Landscape was under review by Students for Fair Admissions, the group whose lawsuit led to the Supreme Court overturning affirmative action
Students for Fair Admissions’s lawsuit against Harvard and the University of North Carolina that led to the U.S. Supreme Court overturning affirmative action, which banned race from being a factor considered in college admission.
“Any tool that allows admissions offices to consider race by proxy is a legal and reputation risk,” Edward Blum, the founder of Students for Fair Admissions, told The New York Times.
Yet, Landscape did not include racial demographics. It was “intentionally developed without the use or consideration of data on race or ethnicity,” the College Board noted as it removed the tool.
Instead, college admissions could use the tool to find an applicant’s address and high school, alongside data regarding the community in which they lived such as the median family income, the percentage of single-parent households and the crime rate.
According to a 2022 study, Landscape led to an increase of admissions offers for students hailing from disadvantaged neighborhoods and schools. It did not, however, contribute to an increase in enrollment of these students, except in cases in which the tool was used to shape financial aid offers.

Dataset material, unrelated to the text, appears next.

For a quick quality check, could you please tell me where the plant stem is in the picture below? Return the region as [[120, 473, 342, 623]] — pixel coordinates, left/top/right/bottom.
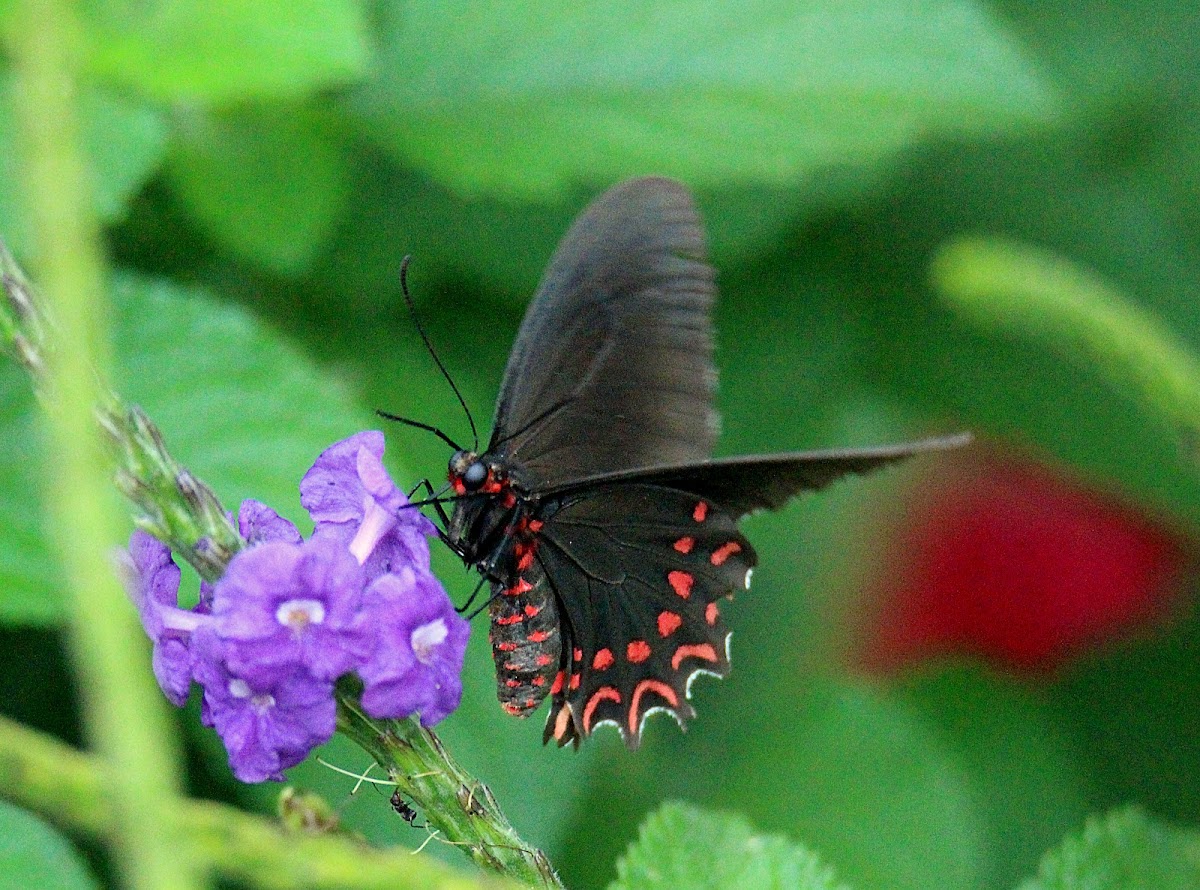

Experts say Landscape was removed in an effort to align with the Trump administration’s anti-diversity efforts
“It is race-neutral and its use is perfectly legal,” according to Richard D. Kahlenberg, an expert witness for Students for Fair Admissions and the director of the American Identity Project at the Progressive Policy Institute.
Kahlenberg added that considerations of income class were allowed as a way to promote diversity by the Supreme Court when they overturned affirmative action.
The news comes as the Trump administration has led efforts to remove diversity and inclusion in education. For some, the decision by the College Board to remove Landscape is a way to avoid potential retaliation from the government.
It is “a politically savvy move to avoid risk,” Zack Mabel, a director of research at Georgetown University who helped develop Landscape, said.
“They will revert back to practices that tend to privilege students already coming from more privileged backgrounds,” unless the courts specify that it is legal for colleges to consider socioeconomic factors in admissions.